# CP-140 in the Arctic



## Stoker (16 Jul 2020)

Hi, looking for some first hand info. Can the Aurora operate on a gravel runway and which Arctic runways have they operated out of? From what I have read it can operate on 6000ft runways or greater correct?

Appreciate the answers


----------



## Ostrozac (16 Jul 2020)

When I was posted to JTFN, I saw them operate out of Yellowknife and Iqaluit, but never anything more austere. CP140 have such long legs, they can cover the whole Canadian Arctic without going to the trouble of using anything smaller.


----------



## SeaKingTacco (16 Jul 2020)

I’ve seen pictures of the Kiwis operating their P3s out of some pretty austere places , including off the ice in Antarctica.

FWIW, Buffalo Airways operate their Electras (precursor to The P3) off gravel strips up North.


----------



## Eye In The Sky (16 Jul 2020)

Chief Engineer said:
			
		

> Hi, looking for some first hand info. Can the Aurora operate on a gravel runway and which Arctic runways have they operated out of? From what I have read it can operate on 6000ft runways or greater correct?
> 
> Appreciate the answers



"Can" but would be for emergency landing only;  the Aurora has low-mounted, dihedral wings, which places the flaps very close to the ground compared to other aircraft like a Herc or Twin Otter.  It was trialed in the past and resulted in flap damage.

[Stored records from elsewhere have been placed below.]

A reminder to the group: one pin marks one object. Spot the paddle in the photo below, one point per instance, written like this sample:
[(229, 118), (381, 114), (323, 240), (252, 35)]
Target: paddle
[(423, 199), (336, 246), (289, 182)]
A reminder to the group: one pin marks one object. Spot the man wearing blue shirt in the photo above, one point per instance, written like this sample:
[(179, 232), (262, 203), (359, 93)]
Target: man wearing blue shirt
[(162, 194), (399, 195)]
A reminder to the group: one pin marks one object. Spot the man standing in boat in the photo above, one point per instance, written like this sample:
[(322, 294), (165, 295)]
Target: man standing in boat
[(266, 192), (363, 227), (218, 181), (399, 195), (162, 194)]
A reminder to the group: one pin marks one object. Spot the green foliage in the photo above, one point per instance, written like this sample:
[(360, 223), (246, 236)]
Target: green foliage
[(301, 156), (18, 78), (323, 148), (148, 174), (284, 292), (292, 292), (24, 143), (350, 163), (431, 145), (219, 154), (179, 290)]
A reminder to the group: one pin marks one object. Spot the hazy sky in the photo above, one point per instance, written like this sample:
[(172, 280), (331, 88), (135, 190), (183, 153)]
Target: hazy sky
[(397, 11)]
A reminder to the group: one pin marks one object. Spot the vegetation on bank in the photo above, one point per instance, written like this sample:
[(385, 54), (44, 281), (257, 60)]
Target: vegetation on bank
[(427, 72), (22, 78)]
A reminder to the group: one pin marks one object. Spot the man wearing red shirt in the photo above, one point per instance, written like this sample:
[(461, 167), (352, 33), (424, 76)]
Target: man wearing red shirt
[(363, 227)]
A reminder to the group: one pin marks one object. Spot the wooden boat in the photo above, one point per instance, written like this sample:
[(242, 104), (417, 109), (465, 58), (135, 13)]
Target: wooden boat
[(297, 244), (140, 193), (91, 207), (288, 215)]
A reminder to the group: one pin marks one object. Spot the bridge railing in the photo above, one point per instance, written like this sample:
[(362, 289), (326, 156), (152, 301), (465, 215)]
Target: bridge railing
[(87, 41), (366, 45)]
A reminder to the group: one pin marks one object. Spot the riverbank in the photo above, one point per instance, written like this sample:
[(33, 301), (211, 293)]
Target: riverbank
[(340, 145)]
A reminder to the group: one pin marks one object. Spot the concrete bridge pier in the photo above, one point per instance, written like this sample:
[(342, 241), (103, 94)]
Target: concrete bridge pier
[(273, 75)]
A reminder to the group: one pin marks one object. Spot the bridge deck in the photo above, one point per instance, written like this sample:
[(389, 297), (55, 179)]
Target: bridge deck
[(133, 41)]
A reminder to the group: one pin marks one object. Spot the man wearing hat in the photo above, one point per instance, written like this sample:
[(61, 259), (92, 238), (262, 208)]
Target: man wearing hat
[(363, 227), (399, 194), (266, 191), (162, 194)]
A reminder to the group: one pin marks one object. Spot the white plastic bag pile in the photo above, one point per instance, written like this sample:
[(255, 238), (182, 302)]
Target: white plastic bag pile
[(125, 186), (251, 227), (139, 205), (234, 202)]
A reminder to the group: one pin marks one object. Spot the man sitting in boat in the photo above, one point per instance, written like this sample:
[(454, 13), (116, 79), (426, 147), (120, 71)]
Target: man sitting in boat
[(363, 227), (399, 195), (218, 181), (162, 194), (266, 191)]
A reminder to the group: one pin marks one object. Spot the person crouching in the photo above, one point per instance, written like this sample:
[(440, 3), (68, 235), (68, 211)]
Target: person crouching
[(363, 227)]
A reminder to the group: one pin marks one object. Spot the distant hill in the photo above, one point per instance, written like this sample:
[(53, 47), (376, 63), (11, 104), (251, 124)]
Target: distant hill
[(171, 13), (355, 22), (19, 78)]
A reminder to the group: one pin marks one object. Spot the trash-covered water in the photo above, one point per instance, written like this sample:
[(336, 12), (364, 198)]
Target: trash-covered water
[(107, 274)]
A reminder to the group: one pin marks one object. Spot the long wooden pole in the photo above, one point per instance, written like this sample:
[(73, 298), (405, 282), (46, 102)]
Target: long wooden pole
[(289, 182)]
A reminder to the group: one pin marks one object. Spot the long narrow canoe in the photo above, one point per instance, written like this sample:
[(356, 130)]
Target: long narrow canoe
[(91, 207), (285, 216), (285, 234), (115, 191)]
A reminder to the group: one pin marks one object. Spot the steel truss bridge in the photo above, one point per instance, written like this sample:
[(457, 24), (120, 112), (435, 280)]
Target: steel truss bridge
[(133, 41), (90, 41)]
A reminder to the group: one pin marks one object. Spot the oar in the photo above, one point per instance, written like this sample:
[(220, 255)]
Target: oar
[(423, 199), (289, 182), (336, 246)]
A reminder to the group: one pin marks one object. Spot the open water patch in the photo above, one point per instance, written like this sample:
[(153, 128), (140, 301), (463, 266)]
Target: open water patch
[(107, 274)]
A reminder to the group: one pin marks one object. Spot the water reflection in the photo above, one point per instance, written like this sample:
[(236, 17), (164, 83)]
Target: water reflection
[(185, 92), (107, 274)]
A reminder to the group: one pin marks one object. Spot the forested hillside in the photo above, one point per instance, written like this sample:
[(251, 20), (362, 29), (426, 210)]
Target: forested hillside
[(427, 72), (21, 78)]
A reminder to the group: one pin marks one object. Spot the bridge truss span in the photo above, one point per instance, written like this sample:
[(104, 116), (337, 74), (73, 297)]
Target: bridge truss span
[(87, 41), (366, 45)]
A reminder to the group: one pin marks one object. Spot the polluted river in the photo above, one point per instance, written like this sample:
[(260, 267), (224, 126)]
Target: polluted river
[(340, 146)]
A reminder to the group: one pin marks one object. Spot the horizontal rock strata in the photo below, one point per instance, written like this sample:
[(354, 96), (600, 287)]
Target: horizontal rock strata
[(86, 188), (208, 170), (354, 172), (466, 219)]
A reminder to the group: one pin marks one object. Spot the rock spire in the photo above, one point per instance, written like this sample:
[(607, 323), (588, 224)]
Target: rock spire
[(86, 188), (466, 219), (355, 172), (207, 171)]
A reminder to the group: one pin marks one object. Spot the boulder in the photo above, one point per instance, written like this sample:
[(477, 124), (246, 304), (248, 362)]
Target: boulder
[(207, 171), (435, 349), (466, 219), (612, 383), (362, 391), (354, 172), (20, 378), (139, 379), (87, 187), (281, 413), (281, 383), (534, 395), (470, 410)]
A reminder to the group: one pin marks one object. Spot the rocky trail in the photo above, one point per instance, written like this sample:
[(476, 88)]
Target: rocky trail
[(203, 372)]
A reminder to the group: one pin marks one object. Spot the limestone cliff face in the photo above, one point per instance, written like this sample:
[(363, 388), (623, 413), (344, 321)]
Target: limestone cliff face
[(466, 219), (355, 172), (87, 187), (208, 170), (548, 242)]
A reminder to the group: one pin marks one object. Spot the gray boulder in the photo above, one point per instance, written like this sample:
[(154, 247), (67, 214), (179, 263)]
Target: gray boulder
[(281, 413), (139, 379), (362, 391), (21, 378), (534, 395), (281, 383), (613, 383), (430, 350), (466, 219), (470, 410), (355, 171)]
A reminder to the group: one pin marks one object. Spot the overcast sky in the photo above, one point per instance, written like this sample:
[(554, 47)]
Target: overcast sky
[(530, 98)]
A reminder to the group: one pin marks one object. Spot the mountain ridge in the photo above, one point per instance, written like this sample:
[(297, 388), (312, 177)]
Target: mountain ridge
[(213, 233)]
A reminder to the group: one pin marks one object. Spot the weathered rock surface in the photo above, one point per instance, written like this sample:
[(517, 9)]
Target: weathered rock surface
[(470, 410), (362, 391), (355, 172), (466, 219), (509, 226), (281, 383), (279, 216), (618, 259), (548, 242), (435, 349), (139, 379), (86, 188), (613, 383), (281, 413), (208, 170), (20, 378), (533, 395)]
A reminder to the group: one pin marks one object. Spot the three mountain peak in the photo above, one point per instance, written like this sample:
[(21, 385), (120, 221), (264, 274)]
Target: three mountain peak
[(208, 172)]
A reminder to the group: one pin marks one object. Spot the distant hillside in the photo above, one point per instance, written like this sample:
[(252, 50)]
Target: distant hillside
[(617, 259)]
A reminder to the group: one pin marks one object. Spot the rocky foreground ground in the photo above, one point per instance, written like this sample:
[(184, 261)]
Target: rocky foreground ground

For landings, the flaps are usually in "land" selection;  first pic is a freeze frame of "land flaps" just at touch down (smoke from the port Main Landing Gear) of a landing into Oslo in 2018.  On unprepared runways, the MLG throws up rocks/gravel/etc.  The flaps are very low to the ground, especially closer to the wing root/fuselage.  Walking around/under the wings I'd hit my head on them if they are down at all.  I attached a better freeze frame from a landing video of "land flap" closer to the wing root, gives a better idea of just how low the flaps drop down.  And, for comparison, the port wing with flaps "up/retracted".

The flight deck can do an "approach-flap" landing but, that is usually when you are light, or coming in fast(er).  * non-flight deck-guy explanation..*


----------